The Democratic platform backs a continued US military presence in Iraq “to train our Iraqi partners,” and in Syria to keep up “the offensive against ISIS” while restoring the US alliance with Kurdish forces in Syria that Trump reneged on.

The platform declares “Our commitment to Israel’s security, its qualitative military edge, its right to defend itself” to be “ironclad.” Initially, the platform language referred to the Israeli “occupation” of the West Bank, a term that was removed at Biden’s personal insistence. The draft now merely criticizes “settlement expansion” and “annexation.”

Biden pledges to “close the detention center at Guantanamo Bay,” as Obama pledged in 2008. Twelve years later, the prison still stands and not one of the prisoners has been brought to trial.

On China, the Democratic platform attacks Trump from the right, claiming that his trade war policies have not restored jobs in the United States and pledging to “stand up” to China on its trade practices and alleged theft of intellectual property.

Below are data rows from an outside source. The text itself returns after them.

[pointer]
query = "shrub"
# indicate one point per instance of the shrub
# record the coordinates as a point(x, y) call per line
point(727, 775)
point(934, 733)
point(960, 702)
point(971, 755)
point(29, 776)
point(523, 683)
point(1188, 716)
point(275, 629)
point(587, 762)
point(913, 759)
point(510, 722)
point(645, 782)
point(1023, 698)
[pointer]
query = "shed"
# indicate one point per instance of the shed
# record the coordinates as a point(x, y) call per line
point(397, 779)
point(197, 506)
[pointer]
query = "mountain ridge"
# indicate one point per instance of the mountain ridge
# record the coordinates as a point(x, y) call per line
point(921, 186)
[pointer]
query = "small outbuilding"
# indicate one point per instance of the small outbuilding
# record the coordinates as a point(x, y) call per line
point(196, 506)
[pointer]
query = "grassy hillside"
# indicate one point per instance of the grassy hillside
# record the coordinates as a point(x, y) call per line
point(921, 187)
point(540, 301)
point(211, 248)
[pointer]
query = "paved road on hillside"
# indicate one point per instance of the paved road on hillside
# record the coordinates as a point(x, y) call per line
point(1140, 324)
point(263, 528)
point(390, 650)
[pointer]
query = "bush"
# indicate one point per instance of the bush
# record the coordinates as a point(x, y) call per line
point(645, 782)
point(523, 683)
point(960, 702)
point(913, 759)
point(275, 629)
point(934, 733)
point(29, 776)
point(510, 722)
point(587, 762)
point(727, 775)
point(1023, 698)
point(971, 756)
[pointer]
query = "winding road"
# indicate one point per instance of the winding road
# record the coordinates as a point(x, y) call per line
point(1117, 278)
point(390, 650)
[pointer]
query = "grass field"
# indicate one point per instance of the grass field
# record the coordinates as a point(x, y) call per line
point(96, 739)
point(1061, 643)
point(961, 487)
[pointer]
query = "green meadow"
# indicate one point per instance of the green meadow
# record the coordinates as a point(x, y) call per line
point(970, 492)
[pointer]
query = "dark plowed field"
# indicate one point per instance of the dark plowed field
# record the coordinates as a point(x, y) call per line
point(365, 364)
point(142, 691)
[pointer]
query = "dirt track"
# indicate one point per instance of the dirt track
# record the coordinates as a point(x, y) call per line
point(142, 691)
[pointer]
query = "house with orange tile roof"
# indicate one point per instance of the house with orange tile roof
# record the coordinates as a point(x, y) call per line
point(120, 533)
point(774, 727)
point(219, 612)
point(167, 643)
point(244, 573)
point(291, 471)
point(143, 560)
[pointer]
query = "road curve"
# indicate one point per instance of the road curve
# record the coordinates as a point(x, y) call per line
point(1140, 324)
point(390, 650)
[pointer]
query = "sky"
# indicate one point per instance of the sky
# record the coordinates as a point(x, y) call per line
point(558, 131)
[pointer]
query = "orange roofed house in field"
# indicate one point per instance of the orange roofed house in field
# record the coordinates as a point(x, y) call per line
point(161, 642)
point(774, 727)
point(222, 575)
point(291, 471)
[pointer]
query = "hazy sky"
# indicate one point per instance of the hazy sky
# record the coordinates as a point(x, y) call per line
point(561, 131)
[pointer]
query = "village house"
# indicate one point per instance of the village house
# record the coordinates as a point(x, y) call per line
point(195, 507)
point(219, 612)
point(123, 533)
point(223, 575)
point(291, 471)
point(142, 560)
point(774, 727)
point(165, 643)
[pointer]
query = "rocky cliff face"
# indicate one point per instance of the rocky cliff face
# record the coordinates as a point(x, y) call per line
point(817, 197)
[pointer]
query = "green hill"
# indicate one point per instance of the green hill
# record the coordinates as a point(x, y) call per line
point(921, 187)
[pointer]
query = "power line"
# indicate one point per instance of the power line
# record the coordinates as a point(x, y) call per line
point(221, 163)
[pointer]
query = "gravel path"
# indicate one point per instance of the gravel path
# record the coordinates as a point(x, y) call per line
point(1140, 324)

There is also this pledge: “We will underscore our global commitment to freedom of navigation and resist the Chinese military’s intimidation in the South China Sea. Democrats are committed to the Taiwan Relations Act and will continue to support a peaceful resolution of cross-strait issues consistent with the wishes and best interests of the people of Taiwan.”

In his interview with the minority journalists referenced in the first part of this article, Biden answered one foreign policy question. He said that Trump’s tariffs on Chinese goods had provoked retaliation that had devastated US manufacturing and agriculture. “We’re going after China in the wrong way,” he declared, saying that a Biden administration would review the tariffs and focus on issues such as protecting intellectual property and opposing Beijing’s restrictions on US businesses operating in the Chinese market.

This morning, the 'public affairs' programs are yet again jaw boning about who Joe Biden might pick as his running mate.  They've done that non-stop since June.  It's cheap and easy journalism.  And it doesn't anger anyone.  It also serves no public purpose.  Examining the party's new platform is a public service, it is news and it does have value.